San Mateo 6,7-15:
Mi palabra no volverá a mí vacía
Autor: Arquidiócesis  de Madrid

Is 55,10-11; Sal 33; Mt 6,7-15

Muchas páginas del profeta Isaías son deliciosas. Como las de hoy. Es el Señor quien nos lo dice. Su palabra baja a nosotros, empapa nuestro ser, damos semillas y frutos, y vuelve a él. De esto modo su palabra no queda vacía. Su palabra hará su voluntad y cumplirá su encargo, fructificando en nosotros. Genial manera de señalarnos que pendemos de él, dependiendo de nosotros. Su palabra que viene a nosotros no es una orden de obligado cumplimiento. Sino suasión de lluvia y mansa nieve que empapa la tierra que somos para que nosotros demos el fruto. Mirando las cosas con tiquismiquis exigentes, es verdad, todo es suyo. Al fin y al cabo ya lo sabíamos, somos criaturas suyas. Él nos ha creado y él nos sostiene. Si no, caeríamos en la inexistencia del no-ser. Pero la palabra del Señor que nos escribe Isaías es más sutil, más llena de libertad. No somos carne de obligado cumplimiento, sino que, empapados por la palabra que cae sobre nosotros, en nosotros crecen frutos. Frutos de vida eterna. De este modo, su palabra cumplirá el encargo que el Señor Dios le ha dado. Y sabemos muy bien quién es esa palabra. No el agua y la nieve del cielo, aunque también, sino quien es la Palabra de Dios.

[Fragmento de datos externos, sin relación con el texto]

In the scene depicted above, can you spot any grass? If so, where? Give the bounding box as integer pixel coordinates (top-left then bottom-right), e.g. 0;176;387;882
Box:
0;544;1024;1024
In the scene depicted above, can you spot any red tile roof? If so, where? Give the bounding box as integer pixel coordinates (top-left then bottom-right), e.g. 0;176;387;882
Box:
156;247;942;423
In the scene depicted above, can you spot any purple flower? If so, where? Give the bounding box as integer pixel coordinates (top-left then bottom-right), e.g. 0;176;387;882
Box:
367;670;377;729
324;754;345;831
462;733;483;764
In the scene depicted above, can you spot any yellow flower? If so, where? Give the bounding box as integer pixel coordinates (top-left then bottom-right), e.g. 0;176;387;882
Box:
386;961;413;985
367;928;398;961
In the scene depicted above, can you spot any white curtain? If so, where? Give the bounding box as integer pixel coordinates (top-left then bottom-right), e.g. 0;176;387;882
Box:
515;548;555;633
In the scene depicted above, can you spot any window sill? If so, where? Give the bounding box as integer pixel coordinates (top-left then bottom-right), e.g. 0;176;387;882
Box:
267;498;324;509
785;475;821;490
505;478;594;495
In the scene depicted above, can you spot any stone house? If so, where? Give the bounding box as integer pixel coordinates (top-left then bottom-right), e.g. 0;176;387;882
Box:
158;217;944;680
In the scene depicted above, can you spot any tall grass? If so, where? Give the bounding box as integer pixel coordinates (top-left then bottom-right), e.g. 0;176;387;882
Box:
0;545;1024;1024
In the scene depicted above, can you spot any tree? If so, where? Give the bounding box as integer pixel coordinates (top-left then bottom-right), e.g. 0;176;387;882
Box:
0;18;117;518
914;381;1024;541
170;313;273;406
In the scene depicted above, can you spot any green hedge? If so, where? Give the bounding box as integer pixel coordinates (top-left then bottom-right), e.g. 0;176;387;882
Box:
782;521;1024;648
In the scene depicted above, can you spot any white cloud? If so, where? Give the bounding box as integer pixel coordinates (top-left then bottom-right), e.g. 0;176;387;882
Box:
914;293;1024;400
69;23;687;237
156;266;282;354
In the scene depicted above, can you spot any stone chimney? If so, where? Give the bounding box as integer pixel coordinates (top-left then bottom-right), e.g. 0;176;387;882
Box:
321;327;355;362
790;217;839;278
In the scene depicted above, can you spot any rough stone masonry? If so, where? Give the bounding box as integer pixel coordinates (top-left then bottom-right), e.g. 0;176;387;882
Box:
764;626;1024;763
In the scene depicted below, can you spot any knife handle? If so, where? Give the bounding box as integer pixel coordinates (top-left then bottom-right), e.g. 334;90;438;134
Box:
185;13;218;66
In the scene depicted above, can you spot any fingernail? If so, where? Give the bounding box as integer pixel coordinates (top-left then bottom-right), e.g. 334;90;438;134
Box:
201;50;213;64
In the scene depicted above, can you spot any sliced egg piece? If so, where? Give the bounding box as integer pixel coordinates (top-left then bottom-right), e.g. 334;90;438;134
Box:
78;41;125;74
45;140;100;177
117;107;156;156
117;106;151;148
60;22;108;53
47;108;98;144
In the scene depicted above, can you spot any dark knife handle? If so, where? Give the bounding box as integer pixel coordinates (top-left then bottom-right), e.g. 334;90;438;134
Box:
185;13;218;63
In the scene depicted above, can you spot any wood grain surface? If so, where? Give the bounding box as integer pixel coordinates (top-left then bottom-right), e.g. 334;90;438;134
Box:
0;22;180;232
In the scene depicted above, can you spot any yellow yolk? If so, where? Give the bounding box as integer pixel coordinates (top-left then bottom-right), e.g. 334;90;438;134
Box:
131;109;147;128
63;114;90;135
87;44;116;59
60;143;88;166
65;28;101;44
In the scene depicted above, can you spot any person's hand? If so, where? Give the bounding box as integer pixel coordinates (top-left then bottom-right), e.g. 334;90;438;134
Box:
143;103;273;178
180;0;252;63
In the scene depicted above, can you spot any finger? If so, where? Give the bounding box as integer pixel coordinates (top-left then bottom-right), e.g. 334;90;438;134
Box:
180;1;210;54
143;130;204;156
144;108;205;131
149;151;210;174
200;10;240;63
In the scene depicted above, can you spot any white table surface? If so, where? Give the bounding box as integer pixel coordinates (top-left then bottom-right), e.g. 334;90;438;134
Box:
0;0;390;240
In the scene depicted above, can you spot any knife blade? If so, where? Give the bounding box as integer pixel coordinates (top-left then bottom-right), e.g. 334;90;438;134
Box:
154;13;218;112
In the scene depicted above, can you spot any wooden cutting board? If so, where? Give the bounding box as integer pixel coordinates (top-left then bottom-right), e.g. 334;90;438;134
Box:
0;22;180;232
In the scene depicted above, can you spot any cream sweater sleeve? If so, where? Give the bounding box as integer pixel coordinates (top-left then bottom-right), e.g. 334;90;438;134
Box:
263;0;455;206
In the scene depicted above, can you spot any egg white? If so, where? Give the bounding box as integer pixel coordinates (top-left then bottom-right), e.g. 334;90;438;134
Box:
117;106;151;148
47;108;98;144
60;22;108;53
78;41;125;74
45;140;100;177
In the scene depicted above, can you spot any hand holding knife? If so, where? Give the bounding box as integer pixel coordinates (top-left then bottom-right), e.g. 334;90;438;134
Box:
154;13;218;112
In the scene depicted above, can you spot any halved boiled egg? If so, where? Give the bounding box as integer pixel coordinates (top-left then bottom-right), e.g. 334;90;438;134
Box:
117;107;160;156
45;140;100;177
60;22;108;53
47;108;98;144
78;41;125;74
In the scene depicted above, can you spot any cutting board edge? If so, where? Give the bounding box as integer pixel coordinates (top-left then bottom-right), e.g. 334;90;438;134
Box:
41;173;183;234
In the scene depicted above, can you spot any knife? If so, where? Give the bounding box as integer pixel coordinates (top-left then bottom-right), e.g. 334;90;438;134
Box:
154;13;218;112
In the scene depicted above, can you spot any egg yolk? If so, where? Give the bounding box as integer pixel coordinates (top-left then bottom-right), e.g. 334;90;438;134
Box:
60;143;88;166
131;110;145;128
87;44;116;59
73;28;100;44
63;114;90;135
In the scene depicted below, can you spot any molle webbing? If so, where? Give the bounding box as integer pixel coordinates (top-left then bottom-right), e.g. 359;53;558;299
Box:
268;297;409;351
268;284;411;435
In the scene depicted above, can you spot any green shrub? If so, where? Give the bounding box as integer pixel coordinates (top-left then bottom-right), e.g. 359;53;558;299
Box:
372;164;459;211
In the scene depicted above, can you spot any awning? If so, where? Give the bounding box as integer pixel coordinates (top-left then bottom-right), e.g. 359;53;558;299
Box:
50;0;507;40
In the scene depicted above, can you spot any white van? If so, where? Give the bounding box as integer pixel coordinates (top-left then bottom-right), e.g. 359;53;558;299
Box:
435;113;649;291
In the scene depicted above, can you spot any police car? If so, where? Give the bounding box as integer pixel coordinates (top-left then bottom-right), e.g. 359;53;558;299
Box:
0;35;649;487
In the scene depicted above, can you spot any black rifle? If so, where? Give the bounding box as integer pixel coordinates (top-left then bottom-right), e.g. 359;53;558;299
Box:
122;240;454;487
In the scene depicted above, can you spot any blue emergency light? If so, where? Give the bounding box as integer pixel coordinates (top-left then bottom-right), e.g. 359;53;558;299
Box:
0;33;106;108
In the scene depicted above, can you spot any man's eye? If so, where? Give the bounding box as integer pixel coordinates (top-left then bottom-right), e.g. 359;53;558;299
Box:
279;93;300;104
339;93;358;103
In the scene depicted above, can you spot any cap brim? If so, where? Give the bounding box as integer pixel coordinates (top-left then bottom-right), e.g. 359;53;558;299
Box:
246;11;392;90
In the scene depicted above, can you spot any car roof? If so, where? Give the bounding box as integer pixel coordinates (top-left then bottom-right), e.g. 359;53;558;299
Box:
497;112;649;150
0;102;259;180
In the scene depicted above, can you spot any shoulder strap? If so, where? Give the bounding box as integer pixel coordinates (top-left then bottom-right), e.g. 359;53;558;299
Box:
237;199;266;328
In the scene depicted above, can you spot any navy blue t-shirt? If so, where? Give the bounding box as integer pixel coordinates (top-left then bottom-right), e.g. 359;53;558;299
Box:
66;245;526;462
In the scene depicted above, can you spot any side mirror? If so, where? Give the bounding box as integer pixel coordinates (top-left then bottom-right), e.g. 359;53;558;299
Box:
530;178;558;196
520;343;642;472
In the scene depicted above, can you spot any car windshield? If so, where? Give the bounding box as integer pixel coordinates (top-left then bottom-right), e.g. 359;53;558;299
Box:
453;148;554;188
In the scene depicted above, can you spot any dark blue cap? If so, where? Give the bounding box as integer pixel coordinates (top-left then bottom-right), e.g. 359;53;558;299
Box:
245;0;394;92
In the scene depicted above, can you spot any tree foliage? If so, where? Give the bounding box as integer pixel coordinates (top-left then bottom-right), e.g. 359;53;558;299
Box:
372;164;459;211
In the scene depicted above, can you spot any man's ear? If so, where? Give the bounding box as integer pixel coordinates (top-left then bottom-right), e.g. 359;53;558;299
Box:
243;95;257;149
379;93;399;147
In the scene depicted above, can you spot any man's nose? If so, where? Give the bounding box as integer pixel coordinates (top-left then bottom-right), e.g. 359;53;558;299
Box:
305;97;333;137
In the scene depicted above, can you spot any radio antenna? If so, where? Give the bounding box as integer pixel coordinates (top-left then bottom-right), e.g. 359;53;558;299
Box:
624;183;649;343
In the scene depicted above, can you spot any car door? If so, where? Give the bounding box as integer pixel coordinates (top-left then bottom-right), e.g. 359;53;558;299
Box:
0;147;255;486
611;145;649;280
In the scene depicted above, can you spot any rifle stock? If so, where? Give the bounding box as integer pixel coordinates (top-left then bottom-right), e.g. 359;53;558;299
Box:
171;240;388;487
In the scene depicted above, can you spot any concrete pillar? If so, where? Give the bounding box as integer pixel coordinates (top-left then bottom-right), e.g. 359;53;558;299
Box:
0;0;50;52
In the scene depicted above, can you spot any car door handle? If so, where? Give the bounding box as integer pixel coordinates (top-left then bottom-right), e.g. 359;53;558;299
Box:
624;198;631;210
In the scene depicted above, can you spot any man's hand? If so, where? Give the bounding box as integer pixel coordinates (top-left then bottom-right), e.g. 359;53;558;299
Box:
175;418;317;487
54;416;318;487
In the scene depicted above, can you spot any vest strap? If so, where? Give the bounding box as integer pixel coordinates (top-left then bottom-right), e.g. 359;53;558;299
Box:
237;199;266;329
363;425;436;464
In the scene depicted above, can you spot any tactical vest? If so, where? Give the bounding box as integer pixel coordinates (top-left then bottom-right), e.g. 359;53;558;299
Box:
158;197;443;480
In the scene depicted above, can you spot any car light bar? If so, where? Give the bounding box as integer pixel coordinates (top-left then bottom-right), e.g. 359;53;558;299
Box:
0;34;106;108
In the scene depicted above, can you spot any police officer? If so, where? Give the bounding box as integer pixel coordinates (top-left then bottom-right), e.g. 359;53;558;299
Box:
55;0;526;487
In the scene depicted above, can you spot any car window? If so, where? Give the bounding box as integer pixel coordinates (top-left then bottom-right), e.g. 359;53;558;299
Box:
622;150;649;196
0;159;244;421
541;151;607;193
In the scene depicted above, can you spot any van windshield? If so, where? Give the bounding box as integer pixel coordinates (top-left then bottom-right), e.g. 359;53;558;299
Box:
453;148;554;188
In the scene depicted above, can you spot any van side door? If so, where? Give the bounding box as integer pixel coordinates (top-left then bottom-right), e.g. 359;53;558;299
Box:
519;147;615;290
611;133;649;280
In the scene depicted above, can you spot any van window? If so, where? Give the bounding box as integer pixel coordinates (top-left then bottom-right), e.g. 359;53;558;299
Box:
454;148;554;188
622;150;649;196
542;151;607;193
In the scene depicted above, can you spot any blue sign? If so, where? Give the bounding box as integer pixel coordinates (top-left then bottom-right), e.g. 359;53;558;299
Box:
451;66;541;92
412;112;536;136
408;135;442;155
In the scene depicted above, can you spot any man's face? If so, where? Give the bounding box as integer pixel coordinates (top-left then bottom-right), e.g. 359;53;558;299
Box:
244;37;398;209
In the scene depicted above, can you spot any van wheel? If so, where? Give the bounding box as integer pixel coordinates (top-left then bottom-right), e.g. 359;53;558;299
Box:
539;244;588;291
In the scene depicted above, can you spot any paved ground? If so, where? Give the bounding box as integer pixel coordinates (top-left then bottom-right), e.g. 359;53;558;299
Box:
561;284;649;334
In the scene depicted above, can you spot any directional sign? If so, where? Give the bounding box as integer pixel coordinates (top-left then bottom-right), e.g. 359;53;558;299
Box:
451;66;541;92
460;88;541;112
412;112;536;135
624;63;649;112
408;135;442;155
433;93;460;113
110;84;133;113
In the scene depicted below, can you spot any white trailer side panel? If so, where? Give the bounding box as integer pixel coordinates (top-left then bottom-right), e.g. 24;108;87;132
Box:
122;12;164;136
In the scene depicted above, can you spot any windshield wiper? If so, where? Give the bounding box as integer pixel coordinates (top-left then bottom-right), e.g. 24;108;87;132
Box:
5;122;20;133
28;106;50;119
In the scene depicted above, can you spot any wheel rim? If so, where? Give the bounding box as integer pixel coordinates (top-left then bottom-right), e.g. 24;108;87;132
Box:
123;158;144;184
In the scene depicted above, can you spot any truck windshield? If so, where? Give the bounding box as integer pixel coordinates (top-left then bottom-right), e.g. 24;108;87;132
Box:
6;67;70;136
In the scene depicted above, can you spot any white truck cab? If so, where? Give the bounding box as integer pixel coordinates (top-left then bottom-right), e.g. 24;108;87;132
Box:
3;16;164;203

Contempladlo, pues, y quedaréis radiantes. Nuestro rostro no se avergonzará. Pues producimos frutos de vida eterna. Nuestra carne, en el suave mojamiento de esa Palabra, produce frutos que, siendo nuestros, nos son dados desde lo alto. Por eso, como sigue el salmo, los ojos del Señor nos miran a nosotros, los que, por él, con él y en él, somos los justos. No justos de apreturas nuestras, sino justos de misericordia, justificados por su gracia. Por eso, cuando gritamos al Señor él nos escucha. Porque el Señor, con su Palabra, está cerca de nosotros, los atribulados. Nos salva a los abatidos. Qué hermosura y qué verdad cuando el presidente de la acción litúrgica nos dice una y otra vez: el Seños esté con vosotros. Es un deseo, una buena voluntad que se convierte en una seguridad, porque, de cierto, el Seños está con nosotros. Él, que es la Palabra que el Señor hace descender sobre nosotros, produce en nosotros y con nosotros frutos de vida eterna. Contempladlo, y quedaréis radiantes.

¿Necesitaremos en la oración, por tanto, muchas palabras? No, pues todo ha sido dicho ya, y él conoce muy bien todo lo nuestro. Todo se nos ha dado. Simplemente a partir de ahora llamaremos Padre a Dios. Cosa nueva, inauditamente nueva, de cuya novedad nos olvidamos demasiadas veces. Sólo con esto lo nuestro será ya un Nuevo Testamento. No mi Padre, cuya verdad queda sólo en Jesús. Sino que diremos Padre Nuestro. De este modo, cada vez que oremos, estaremos rezando por todos. Así, nunca nos olvidaremos de ellos en nuestra oración. Y, después, desgranaremos las peticiones de que consta esta sencilla oración. Sorprende su limpidez. Dios, nosotros, el prójimo, nuestras necesidades y acciones, aunque también el Maligno, ¿nos olvidaremos de él, tal como traduce hoy el evangelio de Mateo? Parece que a Jesús no se le menciona siquiera. Como si fuera una oración para todos los creyentes, para cualquier creyente. Es posible, pero no podemos olvidar que es Jesús mismo quien nos enseña esta manera de orar y, en segundo lugar, que su presencia está incluida con toda su enorme potencia en que nos enseña a llamar a Dios Padre Nuestro, porque es Padre suyo.